GMP is also looking at opportunities to improve the reliability of utility communications and grid controls, or possibly extending cellular or broadband communications to remote communities that now lack it, he said.
Resiliency Zones
Beyond building grid resiliency from the individual customer on up, GMP’s Climate Plan focuses attention on solar-backed batteries as a community resource. One of its proposals to the Vermont PUC is to examine building one or more “Resiliency Zones,” which it defines as battery-backed grid circuits to power critical facilities.
The proposal doesn’t come with too many details at present, which is deliberate, Castonguay said. “In terms of DERs and storage, we didn’t want to immediately [get] specific. We want this to be a stakeholder process.”
GMP will be holding meetings across its territory to seek community input and has proposed a series of criteria to prioritize communities and circuits most vulnerable to extended weather-related outages.
But while GMP hasn’t strictly defined what its Resiliency Zones might look like, “we think it could become a pretty significant part of the technology mix, because we’re proving it works," Castonguay said, referring to GMP’s Panton project, which combines 4.5 megawatts of solar backed by 8 megawatt-hours of lithium-ion batteries.
While the Panton system has primarily been used to reduce peak loads during heatwaves, GMP has been testing its ability to serve local grid needs such as reactive power support, conservation voltage reduction, and potentially, islanding the entirety of the distribution circuit the system is connected to.
In January testimony to the Vermont PUC, Castonguay detailed how GMP is using the Panton system as a prototype site for this kind of circuit-level islanding. This requires adjustments to standard grid operations to allow the solar and batteries to maintain safe and reliable electricity. GMP expects the Panton project to demonstrate these capabilities sometime this summer.
Once the technology is proven in Panton, it could be applied to other sites. Last year, GMP built three such projects, with a total of 24 megawatt-hours of storage to accompany 14.4 megawatts of solar generation capacity. The first, a 4.5-megawatt solar array with an 8-megawatt-hour battery system in Essex, Vermont, is being targeted as the next islanding test site.
“Something like that will open up a whole new world of capabilities, when you can offer up a whole chunk of circuit,” Castonguay said.

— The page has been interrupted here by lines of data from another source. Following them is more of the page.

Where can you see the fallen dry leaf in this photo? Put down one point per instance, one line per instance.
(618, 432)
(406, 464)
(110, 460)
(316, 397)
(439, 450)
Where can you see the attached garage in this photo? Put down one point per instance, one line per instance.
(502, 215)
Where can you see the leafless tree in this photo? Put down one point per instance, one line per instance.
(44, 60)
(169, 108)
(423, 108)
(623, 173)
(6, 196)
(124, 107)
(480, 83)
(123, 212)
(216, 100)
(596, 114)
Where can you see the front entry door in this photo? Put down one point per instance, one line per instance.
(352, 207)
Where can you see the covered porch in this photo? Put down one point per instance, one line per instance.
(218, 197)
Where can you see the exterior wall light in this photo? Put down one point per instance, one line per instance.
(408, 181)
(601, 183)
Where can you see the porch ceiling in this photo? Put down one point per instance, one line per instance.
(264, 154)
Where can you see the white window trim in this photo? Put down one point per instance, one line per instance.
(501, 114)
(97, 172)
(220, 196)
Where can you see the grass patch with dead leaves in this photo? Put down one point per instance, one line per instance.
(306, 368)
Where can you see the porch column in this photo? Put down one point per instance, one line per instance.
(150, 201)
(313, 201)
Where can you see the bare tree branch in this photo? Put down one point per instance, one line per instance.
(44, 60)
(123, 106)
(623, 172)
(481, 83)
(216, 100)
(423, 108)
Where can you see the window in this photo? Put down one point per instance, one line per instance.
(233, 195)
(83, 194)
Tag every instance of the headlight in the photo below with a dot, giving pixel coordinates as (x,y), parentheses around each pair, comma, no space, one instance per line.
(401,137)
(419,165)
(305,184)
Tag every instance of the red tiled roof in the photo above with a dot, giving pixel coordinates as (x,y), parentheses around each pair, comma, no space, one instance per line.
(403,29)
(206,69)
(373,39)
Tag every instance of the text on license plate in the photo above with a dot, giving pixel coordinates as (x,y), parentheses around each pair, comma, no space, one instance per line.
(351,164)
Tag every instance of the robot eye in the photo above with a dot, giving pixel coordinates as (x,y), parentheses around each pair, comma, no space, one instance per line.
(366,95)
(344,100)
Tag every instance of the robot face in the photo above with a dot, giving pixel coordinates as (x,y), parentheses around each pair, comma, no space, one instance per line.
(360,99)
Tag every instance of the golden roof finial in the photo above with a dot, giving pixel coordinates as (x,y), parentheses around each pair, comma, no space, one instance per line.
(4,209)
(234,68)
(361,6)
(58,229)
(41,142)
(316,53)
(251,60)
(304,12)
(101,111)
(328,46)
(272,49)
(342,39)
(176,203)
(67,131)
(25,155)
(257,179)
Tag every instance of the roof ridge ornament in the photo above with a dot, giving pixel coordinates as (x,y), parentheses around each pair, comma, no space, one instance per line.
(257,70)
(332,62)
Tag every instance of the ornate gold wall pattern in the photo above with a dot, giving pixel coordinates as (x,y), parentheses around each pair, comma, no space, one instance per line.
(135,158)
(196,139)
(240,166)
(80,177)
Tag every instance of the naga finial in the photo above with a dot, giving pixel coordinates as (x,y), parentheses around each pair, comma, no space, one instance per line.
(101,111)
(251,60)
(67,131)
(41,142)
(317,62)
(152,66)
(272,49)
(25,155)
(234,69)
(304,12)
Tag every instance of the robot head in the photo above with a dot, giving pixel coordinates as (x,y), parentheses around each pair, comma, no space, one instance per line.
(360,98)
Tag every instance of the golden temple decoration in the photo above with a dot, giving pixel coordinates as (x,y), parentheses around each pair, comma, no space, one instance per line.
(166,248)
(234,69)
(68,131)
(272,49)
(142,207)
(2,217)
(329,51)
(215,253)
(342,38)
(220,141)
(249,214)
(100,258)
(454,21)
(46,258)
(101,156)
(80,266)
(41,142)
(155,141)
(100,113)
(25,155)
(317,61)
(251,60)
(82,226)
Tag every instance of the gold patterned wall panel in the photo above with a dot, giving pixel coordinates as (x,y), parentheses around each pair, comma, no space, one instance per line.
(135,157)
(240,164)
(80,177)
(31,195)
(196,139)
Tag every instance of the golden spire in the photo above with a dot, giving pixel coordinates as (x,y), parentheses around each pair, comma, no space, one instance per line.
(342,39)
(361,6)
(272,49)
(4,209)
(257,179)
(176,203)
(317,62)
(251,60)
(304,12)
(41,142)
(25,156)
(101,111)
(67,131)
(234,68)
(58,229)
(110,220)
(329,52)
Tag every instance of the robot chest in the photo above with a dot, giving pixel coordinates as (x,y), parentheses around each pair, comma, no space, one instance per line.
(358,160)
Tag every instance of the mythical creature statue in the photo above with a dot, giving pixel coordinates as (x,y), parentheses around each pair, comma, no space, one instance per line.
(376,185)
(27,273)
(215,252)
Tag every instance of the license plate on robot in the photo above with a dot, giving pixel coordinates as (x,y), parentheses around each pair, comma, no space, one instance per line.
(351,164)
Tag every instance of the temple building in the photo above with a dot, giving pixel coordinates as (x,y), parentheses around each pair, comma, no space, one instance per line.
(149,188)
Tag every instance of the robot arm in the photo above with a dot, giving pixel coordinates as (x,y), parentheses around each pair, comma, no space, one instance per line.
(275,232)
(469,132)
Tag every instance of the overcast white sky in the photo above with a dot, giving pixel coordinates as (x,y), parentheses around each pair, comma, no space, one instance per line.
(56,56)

At the same time, GMP is also looking at potential cost-sharing arrangements with communities that want to provide backup power to individual buildings or facilities. In either case, the goal is to provide “long-duration outage resistance” to facilities needed to recover from disasters.
Beyond this framework, GMP is keeping its options open on how its proposed Resiliency Zones may develop — if, in fact, they end up being among the long list of potential projects it could pursue. If the PUC approves GMP's Climate Plan, the utility would expect the first set of projects to be identified in 2021.
“Who rises to the top of the list? We need to define a really good set of criteria,” Castonguay said.